In recent weeks, the National Institutes of Health (NIH) has halted consideration of new grant applications and delayed decisions about funding disease research. As of Tuesday, layoff notices were also going out at NIH and FDA, but details were not immediately known.

In addition, the Trump White House’s effort to eliminate what it views as “woke” initiatives have included banning words and phrases such as “health disparities” and “climate science.” Just days ago, the NIH also rescinded a scientific integrity policy aimed at thwarting political interference in order to “ensure alignment with the Administration’s priorities.”

“We’re seeing this across sectors in which the government is exerting pressure to make changes that conform with ideological perspectives rather than … intellectual independence,” according to Dr. Steven Woolf, a professor of family medicine and population health at Virginia Commonwealth University, who is a co-author of the letter.

“The very research that would help improve our health is being defunded,” he says. “This is likely to have the opposite effect.”

In one instance, a public health study about inequities in smoking for rural young adults was withdrawn from publication in Public Health Reports, the official journal of the U.S. Surgeon General and the U.S. Public Health Service. The study’s authors say that after the paper was accepted for publication, editors instructed them to remove language relating to gender and sexual orientation, citing compliance with Trump’s executive order.

As a result, study co-author Tamar Antin, director of the Center for Critical Public Health, says she and her colleagues opted to withdraw publication in the peer-reviewed journal.

“The expectation that we would remove that information really felt like political interference in science and in fact, was clearly interference in science,” she says.

Antin says she and her fellow researchers plan to submit the paper elsewhere, but “we will not be submitting it to a journal that is supported by the federal government at this time, because this is a sign to us that they are not upholding principles of scientific integrity.”

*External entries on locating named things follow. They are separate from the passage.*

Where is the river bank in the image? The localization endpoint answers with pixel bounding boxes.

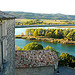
[15,35,75,45]
[15,24,75,28]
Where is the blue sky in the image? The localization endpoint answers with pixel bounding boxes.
[0,0,75,15]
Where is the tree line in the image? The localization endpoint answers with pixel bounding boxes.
[15,42,75,68]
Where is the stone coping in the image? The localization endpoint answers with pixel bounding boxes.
[0,11,16,19]
[15,50,58,68]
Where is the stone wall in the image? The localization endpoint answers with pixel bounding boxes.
[15,50,58,75]
[15,66,54,75]
[2,19,15,75]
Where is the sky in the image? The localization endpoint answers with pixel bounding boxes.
[0,0,75,15]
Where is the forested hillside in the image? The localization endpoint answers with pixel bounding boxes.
[5,11,75,20]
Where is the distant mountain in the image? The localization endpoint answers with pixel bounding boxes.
[5,11,75,20]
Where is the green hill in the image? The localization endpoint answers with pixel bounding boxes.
[5,11,75,20]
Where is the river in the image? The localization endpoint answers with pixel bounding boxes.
[15,27,75,56]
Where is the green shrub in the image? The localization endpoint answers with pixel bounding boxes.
[22,42,43,50]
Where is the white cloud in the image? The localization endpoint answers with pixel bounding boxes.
[0,0,75,15]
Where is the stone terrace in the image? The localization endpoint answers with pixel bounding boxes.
[15,50,58,68]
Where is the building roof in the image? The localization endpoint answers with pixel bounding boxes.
[0,11,16,19]
[15,50,58,68]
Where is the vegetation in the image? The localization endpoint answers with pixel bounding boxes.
[22,42,43,50]
[44,45,59,55]
[6,11,75,20]
[25,29,75,41]
[15,19,75,25]
[59,53,75,68]
[15,42,75,68]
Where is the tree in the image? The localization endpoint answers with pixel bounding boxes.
[25,29,29,35]
[45,32,52,38]
[21,32,24,36]
[22,42,43,50]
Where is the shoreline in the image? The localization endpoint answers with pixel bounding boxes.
[15,35,75,45]
[15,24,75,28]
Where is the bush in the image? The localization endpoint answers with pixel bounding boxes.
[22,42,43,50]
[44,45,59,55]
[59,53,75,67]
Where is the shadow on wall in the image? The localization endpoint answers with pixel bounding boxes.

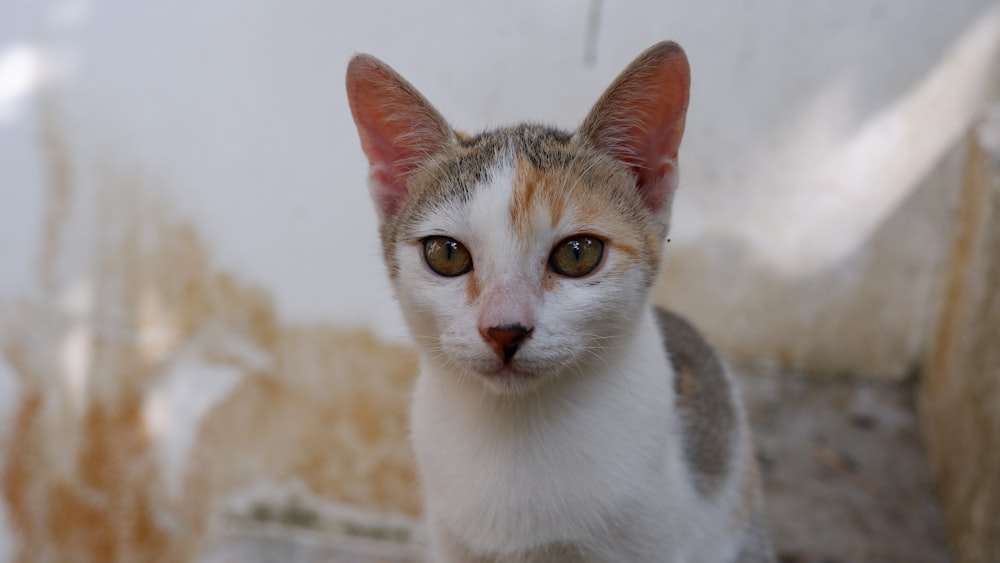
[0,109,420,562]
[656,139,964,377]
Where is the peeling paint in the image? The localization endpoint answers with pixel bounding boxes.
[0,110,420,562]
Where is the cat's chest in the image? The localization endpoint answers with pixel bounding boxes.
[413,332,676,548]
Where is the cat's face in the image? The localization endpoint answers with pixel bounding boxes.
[347,43,689,393]
[383,126,663,392]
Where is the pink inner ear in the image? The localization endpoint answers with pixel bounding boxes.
[347,55,451,217]
[580,42,691,213]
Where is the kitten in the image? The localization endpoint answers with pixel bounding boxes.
[347,42,773,563]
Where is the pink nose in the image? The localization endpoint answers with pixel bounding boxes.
[479,325,534,363]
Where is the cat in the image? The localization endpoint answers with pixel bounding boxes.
[347,42,773,563]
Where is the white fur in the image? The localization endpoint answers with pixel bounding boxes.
[394,152,746,563]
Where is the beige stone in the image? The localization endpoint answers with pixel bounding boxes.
[920,111,1000,563]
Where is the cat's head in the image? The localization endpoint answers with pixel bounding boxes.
[347,42,690,393]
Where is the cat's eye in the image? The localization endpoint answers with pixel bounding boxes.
[424,237,472,277]
[549,235,604,278]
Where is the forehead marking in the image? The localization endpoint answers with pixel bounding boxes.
[509,158,569,240]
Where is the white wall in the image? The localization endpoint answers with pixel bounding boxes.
[0,0,1000,372]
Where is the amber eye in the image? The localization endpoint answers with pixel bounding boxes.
[549,235,604,278]
[424,237,472,277]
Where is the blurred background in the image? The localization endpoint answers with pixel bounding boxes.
[0,0,1000,562]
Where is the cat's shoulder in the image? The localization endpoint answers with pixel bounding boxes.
[656,307,738,496]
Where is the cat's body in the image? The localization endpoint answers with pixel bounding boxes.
[348,43,772,563]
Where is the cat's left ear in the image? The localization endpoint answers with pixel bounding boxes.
[347,54,455,219]
[578,41,691,215]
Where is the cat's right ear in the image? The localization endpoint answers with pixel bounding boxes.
[347,54,455,219]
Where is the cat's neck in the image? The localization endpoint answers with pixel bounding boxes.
[412,307,686,552]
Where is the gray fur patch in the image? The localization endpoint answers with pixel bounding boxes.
[656,308,737,496]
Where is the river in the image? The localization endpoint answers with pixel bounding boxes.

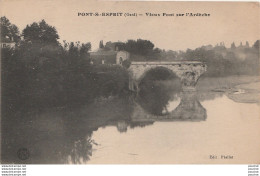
[2,76,260,164]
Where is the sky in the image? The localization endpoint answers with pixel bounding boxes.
[0,0,260,51]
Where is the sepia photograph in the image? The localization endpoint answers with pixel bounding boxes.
[0,0,260,165]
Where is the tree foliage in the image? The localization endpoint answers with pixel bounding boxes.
[22,20,59,45]
[0,16,20,42]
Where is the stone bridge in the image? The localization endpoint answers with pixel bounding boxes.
[128,61,207,92]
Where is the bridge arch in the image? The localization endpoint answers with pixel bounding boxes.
[128,61,207,92]
[139,66,180,83]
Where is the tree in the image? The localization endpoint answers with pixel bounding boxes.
[246,41,249,48]
[0,16,20,42]
[99,40,104,48]
[253,40,260,50]
[22,20,59,45]
[231,42,236,49]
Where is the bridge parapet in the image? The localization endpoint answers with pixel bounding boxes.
[128,61,207,91]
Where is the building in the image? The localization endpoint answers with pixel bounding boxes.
[1,37,15,48]
[90,48,130,65]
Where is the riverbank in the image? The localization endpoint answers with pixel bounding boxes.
[197,76,260,103]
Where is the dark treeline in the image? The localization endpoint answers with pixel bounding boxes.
[1,17,259,112]
[1,17,128,113]
[105,39,260,76]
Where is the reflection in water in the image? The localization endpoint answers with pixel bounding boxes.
[131,92,207,122]
[2,79,242,164]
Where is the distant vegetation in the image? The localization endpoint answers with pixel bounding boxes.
[1,17,259,113]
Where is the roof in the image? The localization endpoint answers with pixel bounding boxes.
[90,48,117,56]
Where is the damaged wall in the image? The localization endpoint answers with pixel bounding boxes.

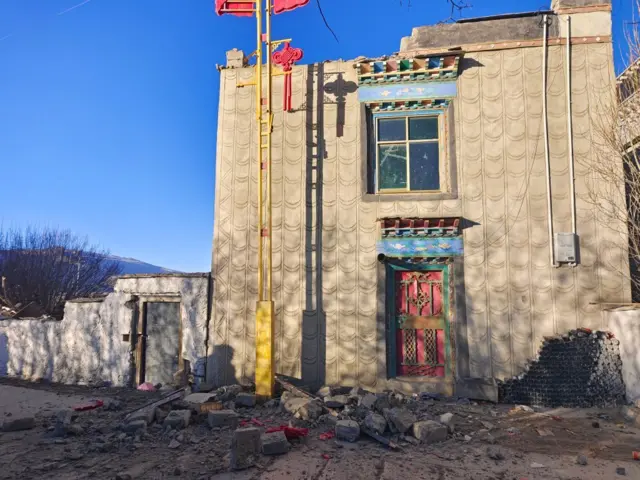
[210,6,630,389]
[0,274,209,386]
[0,293,133,385]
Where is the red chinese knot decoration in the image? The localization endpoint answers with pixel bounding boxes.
[272,42,303,112]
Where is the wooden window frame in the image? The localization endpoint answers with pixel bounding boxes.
[372,111,447,195]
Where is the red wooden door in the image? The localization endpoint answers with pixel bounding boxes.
[395,270,447,377]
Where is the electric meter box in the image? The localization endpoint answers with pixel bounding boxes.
[555,233,578,263]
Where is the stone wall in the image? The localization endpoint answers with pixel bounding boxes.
[0,274,209,386]
[0,293,133,385]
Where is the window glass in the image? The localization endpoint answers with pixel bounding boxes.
[409,117,438,140]
[378,144,407,190]
[409,142,440,190]
[378,118,407,142]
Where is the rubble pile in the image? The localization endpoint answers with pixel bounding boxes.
[499,329,625,408]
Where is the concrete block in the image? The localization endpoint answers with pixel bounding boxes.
[364,412,387,435]
[335,420,360,442]
[260,432,291,455]
[413,420,447,443]
[2,417,36,432]
[163,410,191,430]
[127,408,156,425]
[120,420,147,435]
[207,410,239,428]
[360,393,378,409]
[384,407,417,433]
[455,378,498,403]
[231,427,261,470]
[236,392,256,408]
[440,413,457,433]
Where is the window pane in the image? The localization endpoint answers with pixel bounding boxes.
[378,117,407,142]
[409,117,438,140]
[409,142,440,190]
[378,145,407,190]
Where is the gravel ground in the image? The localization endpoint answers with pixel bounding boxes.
[0,382,640,480]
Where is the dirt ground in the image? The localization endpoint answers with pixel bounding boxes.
[0,381,640,480]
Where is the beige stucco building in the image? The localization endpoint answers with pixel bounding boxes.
[207,0,630,393]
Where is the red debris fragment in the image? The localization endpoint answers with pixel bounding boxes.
[320,430,336,440]
[265,425,309,440]
[73,400,104,412]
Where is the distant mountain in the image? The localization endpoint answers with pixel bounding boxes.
[108,255,180,275]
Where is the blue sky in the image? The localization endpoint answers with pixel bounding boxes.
[0,0,633,271]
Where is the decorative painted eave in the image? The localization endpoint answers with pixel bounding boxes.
[379,217,460,238]
[376,218,464,258]
[356,54,462,86]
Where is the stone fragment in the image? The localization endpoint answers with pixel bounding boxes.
[260,431,290,455]
[66,423,84,436]
[413,420,447,444]
[324,395,349,408]
[231,427,261,470]
[280,395,322,421]
[207,410,238,428]
[216,385,242,402]
[440,413,456,433]
[318,413,338,426]
[364,412,387,435]
[236,392,256,408]
[103,398,122,412]
[198,382,213,393]
[360,393,378,409]
[335,420,360,442]
[163,410,191,429]
[120,420,147,435]
[384,407,417,438]
[2,417,36,432]
[487,447,504,461]
[127,408,156,425]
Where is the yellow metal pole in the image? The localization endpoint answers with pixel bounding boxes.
[255,3,264,301]
[265,0,273,302]
[255,0,275,400]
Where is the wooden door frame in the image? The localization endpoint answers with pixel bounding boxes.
[385,261,454,380]
[134,295,183,385]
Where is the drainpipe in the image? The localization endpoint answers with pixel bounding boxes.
[542,14,556,267]
[567,17,578,235]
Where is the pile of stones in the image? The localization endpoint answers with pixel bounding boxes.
[498,329,625,408]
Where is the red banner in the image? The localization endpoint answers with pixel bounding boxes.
[273,0,309,15]
[216,0,256,17]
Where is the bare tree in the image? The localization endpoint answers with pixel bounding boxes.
[586,0,640,301]
[0,227,122,317]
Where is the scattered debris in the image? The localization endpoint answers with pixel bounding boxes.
[260,430,291,455]
[231,427,262,470]
[336,420,360,442]
[2,417,36,432]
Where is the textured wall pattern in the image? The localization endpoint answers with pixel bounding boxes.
[214,44,629,388]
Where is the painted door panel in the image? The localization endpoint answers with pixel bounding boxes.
[393,270,448,377]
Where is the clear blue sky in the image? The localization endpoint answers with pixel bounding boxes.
[0,0,633,271]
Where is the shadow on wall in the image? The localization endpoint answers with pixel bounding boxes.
[0,333,9,377]
[207,344,240,387]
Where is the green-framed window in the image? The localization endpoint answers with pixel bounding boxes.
[373,114,442,193]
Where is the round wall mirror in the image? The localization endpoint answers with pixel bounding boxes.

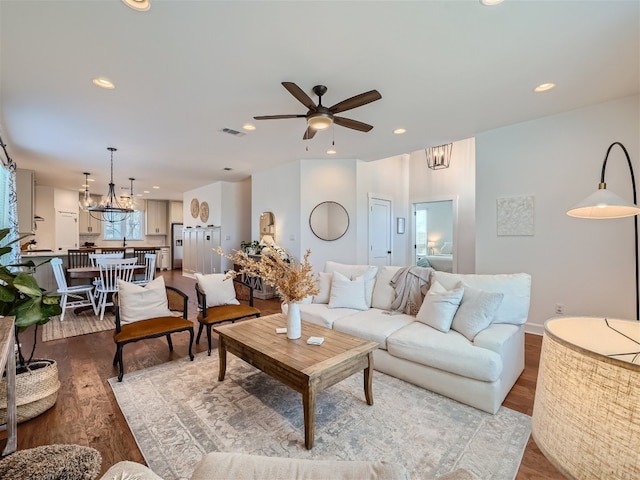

NPR reached out to the Department of Health and Human Services, which oversees Public Health Reports about the study’s withdrawal and the scientists’ open letter but did not immediately receive a reply.

The assault on scientific inquiry is unlike anything that Dr. Ana V. Diez Roux, a professor of epidemiology at the Dornsife School of Public Health at Drexel University, says she has seen in her 30 years of research. Like Woolf, Roux is a co-author of the open letter.

“I think this is what’s so shocking — it’s arbitrary cuts to research, federally funded research, completely arbitrary and sudden cuts to projects that have been approved and reviewed by committees of scientists,” Roux says.

She says she’s concerned that the Trump administration’s stifling of scientific freedom could have a chilling effect on the future of science in the U.S.

“I fear that we are going to lose our ability to attract these very, very capable young scientists,” she says.

“In the past they have made careers in the United States and have contributed to the health of the American people in many ways and globally,” Roux says. “Now, [they may] feel that they’re no longer welcome here.”

VCU’s Woolf agrees, saying public investment in U.S. science since the end of World War II has made it “the envy of the world.”

But that could easily be undone, he cautions. “The broad, sweeping effects of the administration’s attack on … our research infrastructure is going to affect the lives of Americans in diverse ways,” he says. “And the effects are likely to be long-lasting.”